Secara khusus, PDIP Surabaya juga bergerak cepat mengadvokasi kasus-kasus kekerasan kepada perempuan dan anak.
“Kekerasan fisik, verbal, hingga seksual terhadap kaum perempuan adalah musuh kita bersama,” tegasnya.
Di Surabaya, imbuh Adi, beragam program pro-perempuan telah, sedang, dan akan terus diwujudkan. Di bidang ekonomi, terdapat pemberdayaan UMKM yang sebagian besar digerakkan kaum perempuan, termasuk perempuan kepala rumah tangga.
“Bersama Pemkot Surabaya, kita mengawal terwujudnya alokasi 40 persen APBD Surabaya yang jumlahnya lebih dari Rp 11 triliun untuk belanja ke UMKM. Nah di UMKM-UMKM inilah terdapat kaum ibu yang kreatif dalam meningkatkan ekonomi keluarganya,” beber politisi yang juga Ketua DPRD Surabaya tersebut.

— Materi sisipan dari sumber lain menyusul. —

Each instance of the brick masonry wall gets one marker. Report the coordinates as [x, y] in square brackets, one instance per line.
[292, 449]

Di bidang kesehatan dan pendidikan, upaya afirmasi kebijakan juga terus dilakukan. Bahkan pada ranah pemberdayaan publik dan penyelesaian masalah rakyat di kampung-kampung, kaum ibu menjadi garda terdepan melalui Kader Surabaya Hebat (KSH) yang jumlahnya 27 ribu orang.

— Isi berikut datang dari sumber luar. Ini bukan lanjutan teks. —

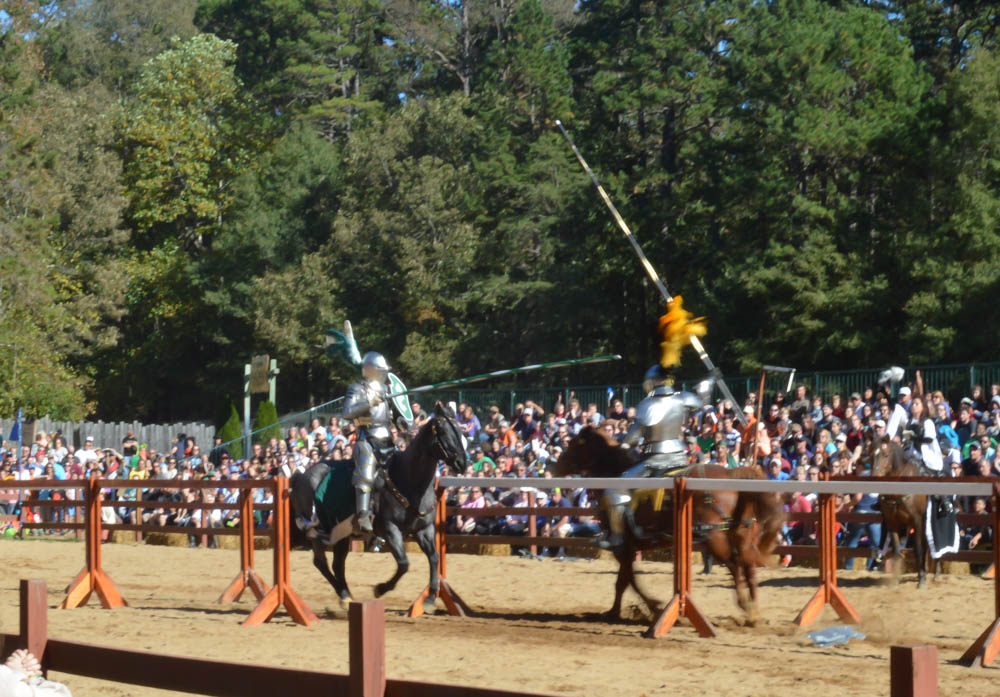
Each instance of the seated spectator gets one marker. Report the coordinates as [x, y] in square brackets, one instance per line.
[557, 525]
[978, 535]
[774, 470]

“Para KSH inilah yang bekerja mendampingi warga, dan mencari solusi atas masalah rakyat, baik di bidang pendidikan, kesehatan, hingga rumah tidak layak huni. Ini menjadi bukti kaum perempuan berperan sentral hingga ke denyut nadi kehidupan rakyat di kampung-kampung Surabaya,” jelasnya.
“Berbagai program yang kita kawal di Surabaya menjadi bagian dari langkah mencegah kemiskinan yang secara terstruktur bakal menempatkan kaum ibu sebagai pihak paling dirugikan,” sambung Adi.

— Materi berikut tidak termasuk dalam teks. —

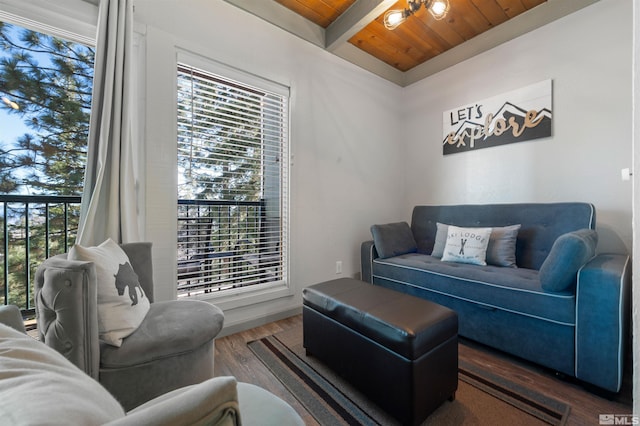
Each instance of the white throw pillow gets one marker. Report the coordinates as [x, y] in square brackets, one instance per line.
[122, 304]
[466, 245]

Hari Ibu 22 Desember sendiri ditetapkan Presiden Soekarno melalui Keppres 316/1959. Kongres Perempuan Indonesia yang digelar 22-25 Desember 1928 menjadi tonggak peringatan Hari Ibu, dengan diambilnya tanggal pelaksanaan kongres sebagai momentum Hari Ibu.
“Sejarah itu tentu tidak terlepas dari pengalaman hidup Bung Karno yang tumbuh berkat asuhan dan didikan ibundanya, Ibu Ida Ayu Nyoman Rai dan inang pengasuhnya, Ibu Sarinah,” tuturnya.
Dia lantas menceritakan, suatu ketika, Sarinah berpesan yang menyentuh dan terpatri dalam jiwa Bapak Bangsa itu.
“Karno, yang terutama engkau harus mencintai ibumu. Akan tetapi kemudian engkau harus mencintai pula rakyat jelata. Engkau harus mencintai manusia umumnya,” kata Adi mengutip pesan Sarinah.
“Kasih sayang yang diberikan tanpa pamrih oleh ibu kepada anaknya semestinya menjadi fondasi karakter kita untuk juga mengasihi dan menyayangi sesama,” pungkasnya. (goek)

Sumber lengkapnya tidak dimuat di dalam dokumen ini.